Il est planté dans le sol, non pas parce que son centre de gravité est bas, mais parce qu’il descend, il va chercher la force au sol et il parvient à la garder. Pour réussir cela, il faut beaucoup de souplesse, notamment au niveau du bassin. Stan, c’est un rapport force-souplesse unique. Evidemment, c’est le résultat de beaucoup de travail.»
Le responsable sportif du CCG ajoute un élément sous-estimé: «Stan a confiance en son corps. Avant même d’entrer dans le top 10, il se considérait aussi fort physiquement que Nadal. C’est très important, parce que cela lui permet de jouer plus détendu.
Il sait que si le match dure, il ne faiblira pas. Quand il perd, ce n’est jamais à cause du physique.» Le Vaudois est désormais convaincu que son jeu de puissance peut être dévastateur pour n’importe quel adversaire. «Déjà en quart de finale contre Roger [Federer], au niveau de la puissance, je lui suis rentré dedans, expliquait-il à Paris.
J’étais un bulldozer. Il était tout le temps un peu en retard, il n’avait jamais vraiment le temps de faire ce qu’il voulait. Là, je me suis rendu compte que ma puissance de frappe était un atout énorme et qu’il fallait l’utiliser.»
L’arme fatale
C’est après ce match que Wawrinka fut surnommé le Bison par Henri Leconte. «Il a une assise, une vitesse de bras, une lourdeur des deux côtés qui font très mal», s’étonnait l’ancien champion français devenu consultant pour Euro-sport. La «lourdeur» d’une frappe est une impression subjective assez difficile à matérialiser.
Ce n’est pas exactement la vitesse ni tout à fait la force, c’est plutôt les deux combinées à l’énergie que transmet la balle dans la raquette de l’adversaire. Ce surcroît d’énergie est produit par la vitesse de rotation de la balle.
En prenant bien appui au sol, en poussant sur ses jambes au moment de la frappe, en allant chercher haut et loin derrière son épaule (ce qui réclame souplesse et force du torse), en libérant enfin son geste comme on lâche un coup de fouet, Stan Wawrinka s’est patiemment construit l’arme fatale, notamment en revers, où sa fameuse prise à une main lui offre quantité d’options.

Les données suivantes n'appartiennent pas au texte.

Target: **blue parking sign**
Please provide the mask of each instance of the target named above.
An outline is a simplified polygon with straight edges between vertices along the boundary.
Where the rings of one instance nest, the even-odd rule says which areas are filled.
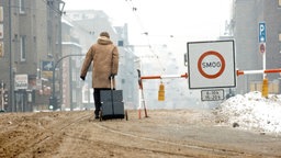
[[[54,63],[53,61],[42,61],[42,70],[43,71],[50,71],[53,70]]]
[[[259,43],[267,41],[267,27],[265,22],[259,23]]]

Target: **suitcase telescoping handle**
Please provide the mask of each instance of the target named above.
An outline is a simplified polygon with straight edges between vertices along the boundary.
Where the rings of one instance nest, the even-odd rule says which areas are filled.
[[[114,79],[114,76],[111,75],[110,76],[110,89],[113,90],[113,79]]]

Jusqu’en 2012, Wawrinka surjouait parfois la force. Avec l’arrivée de son coach Magnus Norman, il a appris à privilégier le timing et à prendre davantage de marge. Le vainqueur de Roland-Garros est un champion d’autant plus conscient de sa puissance qu’il la maîtrise. Wawrinka à Paris, c’est la victoire de la force tranquille.